The next stop on this Spring 2012 trip, was Little Rock.  We came to see the the Clinton Presidential Library – we’re trying to see all the presidential libraries we can.  The building is huge and impressive, but I’d have to say the museum itself, inside, was a little underwhelming.   It’s the most  expensive Presidential Library built so far (165 million compared to his predecessor, George H.W. Bush at 80 million)  but we found it less engaging and more partisan (in attacking the motives of the opposition) than we expected.  Most of it was arranged in small policy alcoves, with a lot of text and small video  presentations, which could be difficult to see if there were more than a couple of people in the area.  Aside from the introductory film, there was also very little family history  compared to other presidential museums.  I would have liked to have learned more about Clinton’s background, childhood and early life.
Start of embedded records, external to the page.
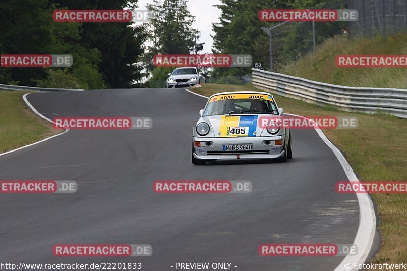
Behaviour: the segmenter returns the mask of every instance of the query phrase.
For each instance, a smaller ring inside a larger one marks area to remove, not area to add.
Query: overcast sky
[[[140,10],[145,10],[146,4],[152,3],[152,0],[139,0],[138,8]],[[213,35],[212,23],[218,22],[220,16],[220,10],[212,6],[218,4],[220,4],[219,0],[188,0],[188,10],[195,17],[196,21],[193,27],[201,32],[201,37],[198,42],[205,43],[203,52],[212,53],[211,49],[213,44],[212,38],[210,36],[211,34]]]

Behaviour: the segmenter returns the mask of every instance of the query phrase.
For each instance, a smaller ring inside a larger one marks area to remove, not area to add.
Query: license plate
[[[226,136],[249,136],[249,127],[247,126],[236,126],[227,127]]]
[[[253,150],[253,144],[224,144],[223,152]]]

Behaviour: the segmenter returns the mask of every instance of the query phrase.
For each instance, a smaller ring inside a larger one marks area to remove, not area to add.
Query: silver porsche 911
[[[260,92],[214,94],[193,128],[192,164],[219,159],[277,159],[293,156],[289,128],[265,126],[284,113],[274,97]]]

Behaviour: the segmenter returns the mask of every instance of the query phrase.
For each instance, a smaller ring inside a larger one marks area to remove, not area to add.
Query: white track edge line
[[[36,109],[34,108],[34,107],[33,106],[33,105],[32,105],[30,103],[30,102],[28,102],[28,100],[27,100],[26,97],[28,94],[30,94],[30,93],[26,93],[25,94],[24,94],[22,98],[24,100],[24,101],[25,102],[25,104],[30,108],[30,109],[33,111],[33,112],[34,112],[37,115],[38,115],[41,118],[45,119],[46,121],[48,121],[48,122],[49,122],[50,123],[55,124],[54,122],[53,122],[51,119],[50,119],[49,118],[46,117],[44,115],[43,115],[42,114],[41,114],[41,113],[40,113],[39,112],[37,111],[37,109]],[[6,152],[5,153],[3,153],[2,154],[0,154],[0,156],[2,156],[3,155],[6,155],[8,154],[11,154],[11,153],[14,153],[14,152],[17,152],[17,150],[20,150],[20,149],[22,149],[23,148],[27,148],[28,147],[31,147],[31,146],[33,146],[34,145],[36,145],[37,144],[39,144],[40,143],[42,143],[42,142],[43,142],[44,141],[46,141],[47,140],[51,139],[51,138],[53,138],[54,137],[56,137],[57,136],[59,136],[60,135],[63,135],[64,134],[68,133],[69,131],[69,129],[66,129],[66,130],[65,130],[65,131],[64,131],[62,133],[61,133],[58,134],[57,135],[53,135],[52,136],[50,136],[49,137],[47,137],[46,138],[44,138],[44,139],[40,140],[39,141],[37,141],[37,142],[35,142],[34,143],[31,143],[31,144],[30,144],[29,145],[26,145],[25,146],[23,146],[22,147],[19,147],[18,148],[16,148],[15,149],[12,149],[11,150],[9,150],[8,152]]]
[[[195,93],[186,88],[185,89],[187,92],[197,95],[198,96],[208,99],[208,97],[201,94]],[[304,118],[306,117],[294,115],[293,114],[286,114],[292,116],[298,116]],[[321,129],[315,129],[318,135],[322,141],[332,150],[335,154],[336,158],[339,161],[342,166],[345,174],[347,177],[348,180],[353,182],[360,181],[356,177],[356,175],[353,171],[353,169],[349,164],[347,161],[343,156],[343,155],[336,147],[335,145],[332,144],[325,136],[325,134],[321,131]],[[335,269],[334,271],[348,271],[349,270],[359,270],[358,268],[354,268],[354,264],[357,264],[357,266],[359,264],[363,264],[367,259],[367,257],[370,252],[373,242],[374,239],[374,235],[376,234],[376,215],[374,212],[374,207],[373,202],[368,194],[356,193],[356,197],[358,199],[358,202],[359,205],[359,225],[358,231],[356,233],[356,236],[355,238],[353,244],[356,245],[358,248],[358,254],[356,255],[347,255],[339,265]],[[360,252],[363,251],[362,255],[360,255]],[[346,268],[345,267],[345,264],[350,263],[351,267]]]

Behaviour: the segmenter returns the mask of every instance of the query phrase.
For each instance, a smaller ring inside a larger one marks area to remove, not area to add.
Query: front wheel
[[[282,156],[281,157],[280,157],[279,158],[277,158],[277,161],[280,162],[287,162],[287,160],[288,160],[288,154],[287,154],[287,144],[285,144],[285,143],[284,143],[284,155],[283,156]]]
[[[196,165],[197,166],[202,166],[205,165],[207,161],[202,159],[197,159],[194,156],[194,146],[192,146],[192,164]]]
[[[288,159],[293,158],[293,147],[291,145],[291,132],[289,132],[289,140],[288,140],[288,145],[287,146],[287,157]]]

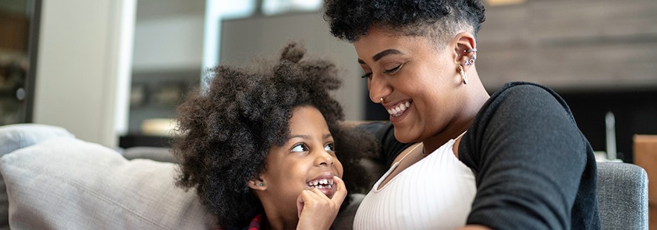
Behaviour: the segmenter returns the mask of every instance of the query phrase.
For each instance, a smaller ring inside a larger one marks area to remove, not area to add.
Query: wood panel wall
[[[558,91],[657,89],[657,1],[528,0],[491,6],[478,35],[487,89],[530,81]]]

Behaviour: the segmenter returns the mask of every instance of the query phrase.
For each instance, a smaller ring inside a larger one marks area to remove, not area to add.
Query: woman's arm
[[[579,193],[582,178],[587,185],[595,176],[590,148],[569,109],[550,91],[519,85],[493,95],[459,145],[459,158],[475,171],[477,186],[468,223],[570,229],[576,197],[587,195]]]

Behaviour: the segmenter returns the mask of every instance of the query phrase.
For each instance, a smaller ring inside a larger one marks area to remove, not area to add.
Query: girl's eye
[[[335,151],[335,147],[333,146],[333,143],[329,143],[324,146],[324,150],[326,151],[327,152],[334,152]]]
[[[292,147],[292,152],[305,152],[308,151],[308,147],[303,144],[299,144]]]
[[[397,73],[397,71],[399,71],[399,70],[401,69],[403,66],[404,66],[403,63],[399,64],[398,66],[395,66],[394,68],[391,69],[384,70],[383,73],[387,74],[387,75],[396,74]]]

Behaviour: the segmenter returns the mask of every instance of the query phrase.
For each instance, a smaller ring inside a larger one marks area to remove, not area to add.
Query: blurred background
[[[657,134],[657,1],[488,0],[477,70],[493,92],[548,86],[595,151],[633,162]],[[352,46],[311,0],[0,1],[0,125],[39,123],[128,148],[166,146],[182,96],[218,63],[277,55],[289,40],[342,70],[347,119],[386,120]]]

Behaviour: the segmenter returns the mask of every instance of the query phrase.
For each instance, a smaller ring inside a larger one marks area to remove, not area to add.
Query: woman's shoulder
[[[552,89],[532,82],[513,82],[504,84],[491,95],[484,107],[497,109],[502,107],[515,109],[541,108],[564,109],[570,114],[565,101]]]

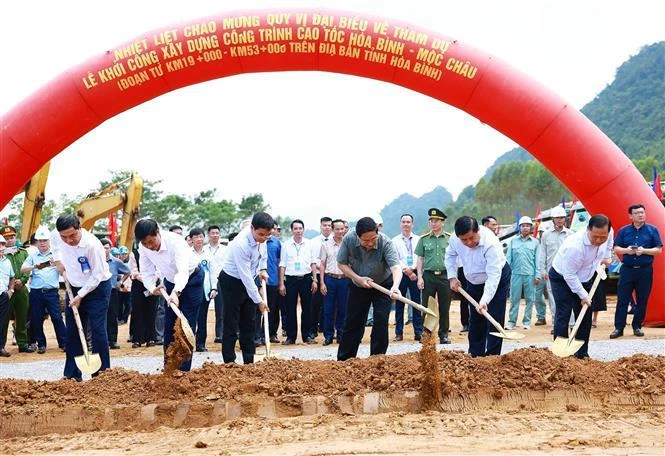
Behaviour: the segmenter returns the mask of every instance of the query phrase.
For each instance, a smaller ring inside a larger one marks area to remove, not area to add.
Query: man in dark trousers
[[[614,314],[614,331],[610,339],[623,336],[626,326],[628,303],[635,292],[633,308],[633,334],[644,336],[642,320],[653,283],[653,257],[663,251],[658,228],[646,223],[644,205],[634,204],[628,208],[631,224],[622,227],[614,240],[614,251],[622,257],[621,274],[617,290],[617,308]],[[661,278],[662,279],[662,278]]]
[[[358,220],[355,232],[344,236],[337,264],[352,281],[337,359],[345,361],[358,354],[370,305],[374,306],[370,355],[385,354],[388,350],[391,298],[400,296],[399,284],[402,281],[402,267],[392,240],[379,233],[371,217],[363,217]],[[391,296],[372,288],[371,282],[389,289]]]
[[[256,310],[268,310],[265,296],[261,296],[258,280],[267,280],[268,254],[266,241],[275,221],[265,212],[257,212],[251,224],[244,228],[229,244],[229,251],[219,275],[219,287],[224,301],[224,334],[222,357],[225,363],[236,360],[236,340],[244,364],[254,362],[256,345]]]

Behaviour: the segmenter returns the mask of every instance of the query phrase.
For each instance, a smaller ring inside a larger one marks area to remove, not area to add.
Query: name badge
[[[79,264],[81,265],[81,272],[83,274],[90,274],[90,262],[88,261],[88,257],[80,256]]]

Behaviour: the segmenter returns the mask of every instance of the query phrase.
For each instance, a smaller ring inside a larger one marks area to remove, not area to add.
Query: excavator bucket
[[[439,303],[436,301],[434,296],[430,296],[427,300],[427,310],[429,310],[431,313],[423,312],[425,314],[423,327],[434,334],[439,327]]]

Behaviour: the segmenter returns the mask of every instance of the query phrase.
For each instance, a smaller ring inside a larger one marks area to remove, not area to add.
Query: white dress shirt
[[[81,240],[78,245],[72,247],[66,244],[60,237],[60,233],[51,233],[51,250],[53,259],[60,261],[67,272],[69,283],[80,288],[78,296],[84,297],[97,288],[101,282],[111,278],[111,271],[106,262],[106,252],[102,243],[92,233],[81,228]],[[83,264],[90,266],[84,272]]]
[[[173,283],[173,290],[182,291],[189,281],[189,276],[199,265],[199,259],[182,236],[170,231],[160,231],[159,250],[150,250],[139,244],[139,265],[143,286],[152,293],[155,290],[158,273]]]
[[[584,229],[568,236],[552,261],[554,270],[563,276],[570,291],[580,299],[589,296],[582,284],[591,280],[602,260],[611,258],[614,246],[612,229],[607,241],[598,247],[591,244],[588,232],[589,230]]]
[[[454,233],[450,236],[446,248],[446,270],[449,279],[457,278],[457,260],[461,260],[466,280],[474,285],[485,284],[480,300],[489,303],[499,287],[506,256],[501,241],[493,231],[479,226],[478,233],[480,243],[472,249],[462,244]]]
[[[279,267],[285,268],[285,275],[302,276],[312,273],[312,264],[318,262],[319,252],[314,252],[313,243],[309,239],[302,239],[300,244],[289,239],[282,242],[282,253],[279,258]]]
[[[393,238],[393,245],[395,246],[395,250],[397,250],[397,255],[399,256],[399,264],[402,267],[402,270],[406,268],[410,268],[413,270],[416,269],[417,255],[413,252],[416,250],[416,246],[418,245],[420,236],[411,233],[410,239],[411,239],[411,251],[409,251],[407,238],[404,237],[404,233],[400,233]],[[410,263],[409,260],[411,261]]]
[[[254,282],[259,271],[268,268],[268,247],[254,239],[250,227],[244,228],[229,244],[228,253],[222,269],[245,285],[247,295],[255,303],[263,301]]]

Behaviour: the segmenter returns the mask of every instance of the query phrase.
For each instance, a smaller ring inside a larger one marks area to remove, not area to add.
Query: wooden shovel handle
[[[372,288],[375,288],[375,289],[379,290],[381,293],[385,293],[388,296],[390,296],[390,290],[388,290],[387,288],[384,288],[381,285],[379,285],[378,283],[372,282],[372,281],[370,281],[369,284],[372,286]],[[418,304],[417,302],[413,302],[410,299],[407,299],[402,295],[395,296],[395,299],[397,299],[398,301],[403,302],[404,304],[408,304],[411,307],[413,307],[414,309],[418,309],[421,312],[425,312],[426,314],[433,315],[432,311],[429,310],[427,307],[425,307],[421,304]]]
[[[506,334],[506,332],[503,330],[503,328],[501,327],[499,322],[496,321],[494,319],[494,317],[492,317],[489,314],[489,312],[487,312],[485,309],[480,310],[480,304],[478,304],[478,302],[475,299],[473,299],[471,297],[471,295],[469,293],[467,293],[466,290],[464,290],[464,288],[459,287],[457,292],[459,294],[461,294],[462,296],[464,296],[471,304],[473,304],[473,306],[476,308],[476,310],[479,310],[480,313],[483,315],[483,317],[487,318],[489,320],[489,322],[492,323],[492,325],[497,329],[497,331],[499,331],[501,334],[504,334],[504,335]]]

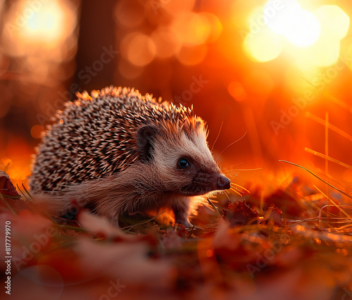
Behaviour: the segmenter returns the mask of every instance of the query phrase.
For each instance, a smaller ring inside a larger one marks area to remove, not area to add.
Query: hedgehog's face
[[[190,135],[182,131],[166,135],[150,127],[146,130],[144,136],[148,132],[152,138],[148,139],[149,144],[142,144],[144,155],[149,156],[149,163],[157,170],[155,180],[161,180],[157,185],[165,192],[197,196],[230,189],[230,180],[221,174],[208,147],[203,123]],[[139,146],[142,140],[137,138]]]

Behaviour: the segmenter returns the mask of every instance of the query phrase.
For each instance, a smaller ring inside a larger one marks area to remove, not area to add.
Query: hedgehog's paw
[[[175,223],[184,226],[192,227],[192,224],[188,219],[189,215],[186,211],[175,211]]]

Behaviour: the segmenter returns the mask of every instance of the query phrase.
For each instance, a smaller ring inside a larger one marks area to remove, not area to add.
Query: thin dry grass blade
[[[352,220],[352,217],[348,215],[345,211],[344,211],[341,207],[340,206],[337,205],[335,202],[334,202],[331,199],[330,197],[329,197],[327,195],[326,195],[325,194],[324,194],[318,187],[316,187],[315,185],[313,185],[313,187],[317,189],[319,192],[322,195],[324,196],[327,199],[328,199],[333,206],[334,206],[337,209],[339,209],[339,211],[340,211],[344,215],[345,215],[349,220]],[[321,211],[321,210],[320,210]],[[320,213],[320,212],[319,213]]]
[[[313,115],[311,113],[308,113],[308,112],[306,113],[306,116],[307,118],[309,118],[310,119],[317,122],[319,124],[321,124],[322,125],[325,125],[325,121],[324,120],[321,119],[319,117],[317,117],[316,115]],[[344,137],[345,139],[347,139],[348,141],[352,142],[352,137],[351,135],[348,135],[347,133],[346,133],[344,130],[341,130],[339,127],[336,127],[330,123],[328,123],[327,126],[328,126],[329,130],[334,131],[337,134],[340,135],[341,137]]]
[[[350,199],[352,199],[352,196],[349,195],[348,194],[346,193],[345,192],[342,191],[341,189],[334,187],[334,185],[330,185],[329,182],[327,182],[325,180],[320,178],[318,175],[314,174],[312,171],[309,170],[308,169],[307,169],[304,167],[302,167],[301,165],[297,165],[296,163],[291,163],[291,161],[284,161],[282,159],[279,159],[279,161],[282,161],[283,163],[289,163],[290,165],[296,165],[296,167],[301,168],[301,169],[306,170],[308,173],[313,175],[314,177],[315,177],[318,179],[319,179],[320,180],[322,181],[324,183],[327,184],[327,185],[332,187],[333,189],[335,189],[337,191],[339,191],[341,194],[345,195],[346,196],[347,196]]]
[[[338,161],[337,159],[332,158],[330,156],[327,156],[325,154],[322,154],[319,153],[316,151],[310,149],[309,148],[307,148],[307,147],[306,147],[304,149],[304,150],[308,153],[310,153],[310,154],[316,156],[320,157],[320,158],[324,158],[324,159],[327,159],[328,161],[332,161],[333,163],[337,163],[340,165],[342,165],[343,167],[348,168],[348,169],[352,169],[351,165],[347,165],[346,163],[342,163],[341,161]]]

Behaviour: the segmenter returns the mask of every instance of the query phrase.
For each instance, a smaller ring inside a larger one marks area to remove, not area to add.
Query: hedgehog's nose
[[[218,178],[218,189],[227,189],[231,187],[231,181],[227,177],[220,175]]]

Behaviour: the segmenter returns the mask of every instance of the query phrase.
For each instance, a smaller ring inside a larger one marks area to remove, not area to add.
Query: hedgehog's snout
[[[227,189],[231,187],[231,181],[227,177],[220,175],[216,181],[217,187],[215,189]]]

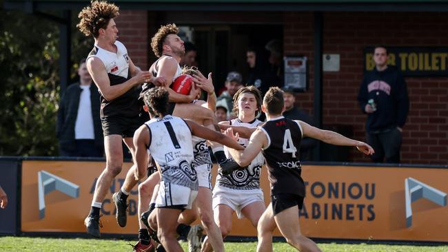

We did learn a lot about the historic downtown district by visiting the Historic Arkansas Museum.  Their costumed interpreters were knowledgeable and enthusiastic and shared a lot of interesting local history.  We also refreshed our recollection that a bar was where the booze was kept, behind bars – and that a silver piece could be split into quarters, literally – and then two bits, etc.  And we saw a fascinating Gone with the Wind exhibit – Reel to Real (I wanted to yell to Mom in heaven – Hey!  Here’s the  bonnet Scarlet wore, Rhett’s suits, all kinds of costumes, video screen tests, memorabilia!) contrasted with the reality of what was going on in the south at the time. I guess I’ll always love the movie in spite of  the lamentable characterizations.